Même s’il reste proche du cirque blanc, Didier Cuche ne court plus après les résultats. Image: Dom Smaz / Rezo.ch

Son expérience au service de Beat Feuz

Mi-août, Didier Cuche a fait le voyage pour Ushuaia, terre d’accueil des skieurs en préparation estivale.

Mandaté par Head, il accompagnait Beat Feuz, recruté par la grande maison au terme de sa brillante saison 2011/12 (il a terminé 2e du classement général de la Coupe du monde, à seulement 2 points de Marcel Hirscher). «Ça m’a assez plus d’y retourner. De retrouver l’équipe, avoue-t-il. Mais cette fois avec un autre devoir. J’étais avec Beat pour essayer de lui transmettre de l’expérience et l’aider au réglage de ses chaussures et au choix des skis. Et, bien qu’il ait dû rentrer en Suisse après seulement six jours (victime d’une contusion osseuse au genou), j’ai pu constater qu’il s’était très bien adapté à ce nouveau matériel, qu’il avait déjà une bonne maîtrise de ces nouveaux skis, dont ceux de géant où le règlement induit les changements les plus marqués.»
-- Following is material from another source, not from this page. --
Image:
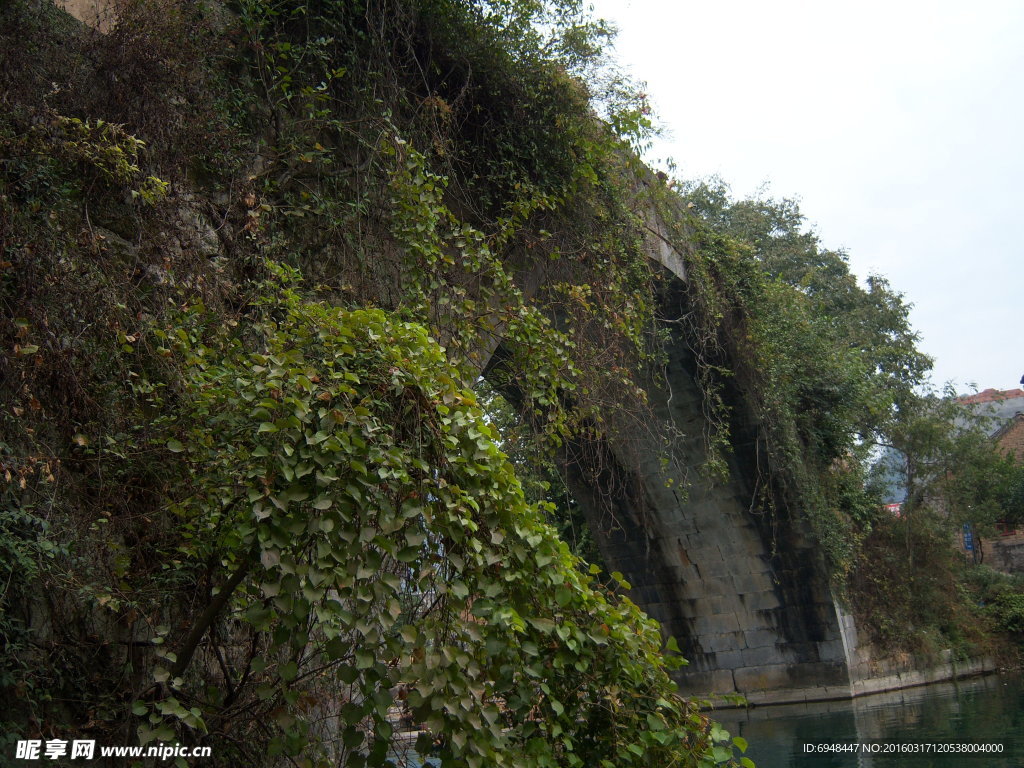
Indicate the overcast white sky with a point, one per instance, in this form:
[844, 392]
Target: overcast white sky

Le Neuchâtelois poursuit: «Difficile de dire si c’est de l’inné ou pas. Mais Beat a une faculté rare, une légèreté dans son approche des choses. Tu as l’impression que tout lui est assez facile. Certains lorsqu’ils changent de matériel se battent pendant une année, ou n’y arrivent pas du tout. Malgré sa blessure, je pense qu’il sera capable de faire de grandes performances. Peut-être pas toute la saison parce qu’il devra gérer les douleurs, mais il essaiera de faire au mieux pour les courses importantes. De se préserver parfois, puis de serrer les dents lorsqu’il le faudra. C’est à lui et aux coaches de fixer les priorités.»

Pour avoir beaucoup voyagé et discuté avec son jeune coéquipier bernois, Didier Cuche peut le définir comme «un bon gars». «La semaine d’avant encore, lors d’un entraînement avec le groupe de Coupe d’Europe, je lui ai dit: «Ne te gêne pas, si tu as des questions, si tu veux que je vienne donner un coup de main, dis le moi et je viendrai. Je remarque que je continue à faire ce que j’ai toujours aimé: aider les autres. Là, c’est un mandat avec Beat. Mais si un autre demandait quelque chose, il n’y aurait pas de souci.»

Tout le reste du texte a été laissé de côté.